I'm on a db2 database, if that helps narrow down what functions do/don't work.
CodePudding user response:
Unfortunately, removing exact duplicates is tricky in many databases, and I think in DB2 as well. One option is to add a new column that uniquely identifies each row. Another is to recreate the table:
create temporary table temp_mytable as
select distinct week, value1, value2
from mytable;
truncate mytable;
insert into mytable (week, value1, value2)
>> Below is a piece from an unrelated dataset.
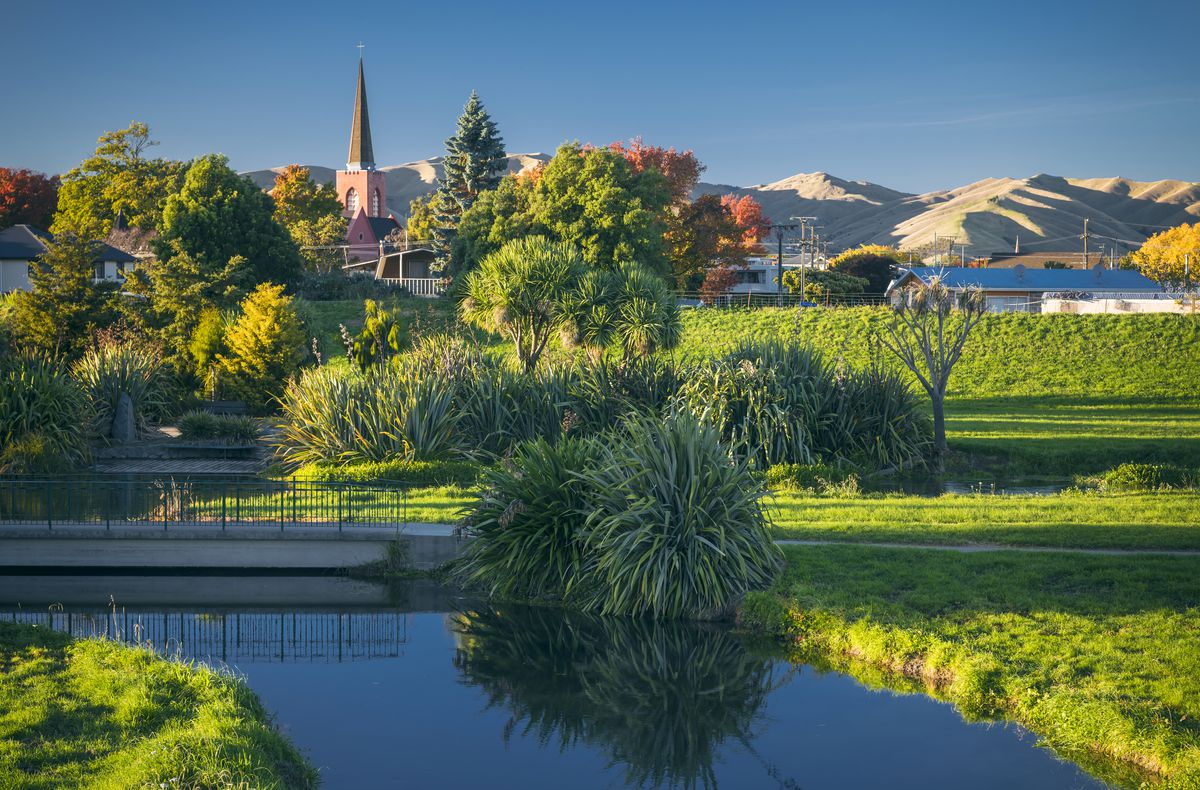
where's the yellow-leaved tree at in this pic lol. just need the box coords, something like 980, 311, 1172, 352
216, 283, 308, 409
1131, 222, 1200, 286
select week, value1, value2
from temp_mytable;
If you had a unique id for each row, you would simply use:
delete from mytable
where id <> (select min(t2.id)
from mytable t2
where t2.week = t.week and t2.value1 = t.value1 and t2.value2 = t.value2
);
CodePudding user response:
You want to delete rows for which exists a sibling with a lower value3 (so as to only keep the row with the lowest value3).
delete from mytable
where exists
(
select null
from mytable better_row
where better_row.week = mytable.week
and better_row.value1 = mytable.value1
and better_row.value2 = mytable.value2
and better_row.value3 < mytable.value3
);
CodePudding user response:
Try the following. It works on Db2 for LUW at least.
DELETE FROM
(
SELECT ROW_NUMBER () OVER (PARTITION BY WEEK, VALUE1, VALUE2 ORDER BY VALUE3) RN_
FROM MYTABLE
)
WHERE RN_ <> 1;
CodePudding user response:
Use a DISTINCT
clause.
DISTINCT clause is used to remove duplicates from the result set.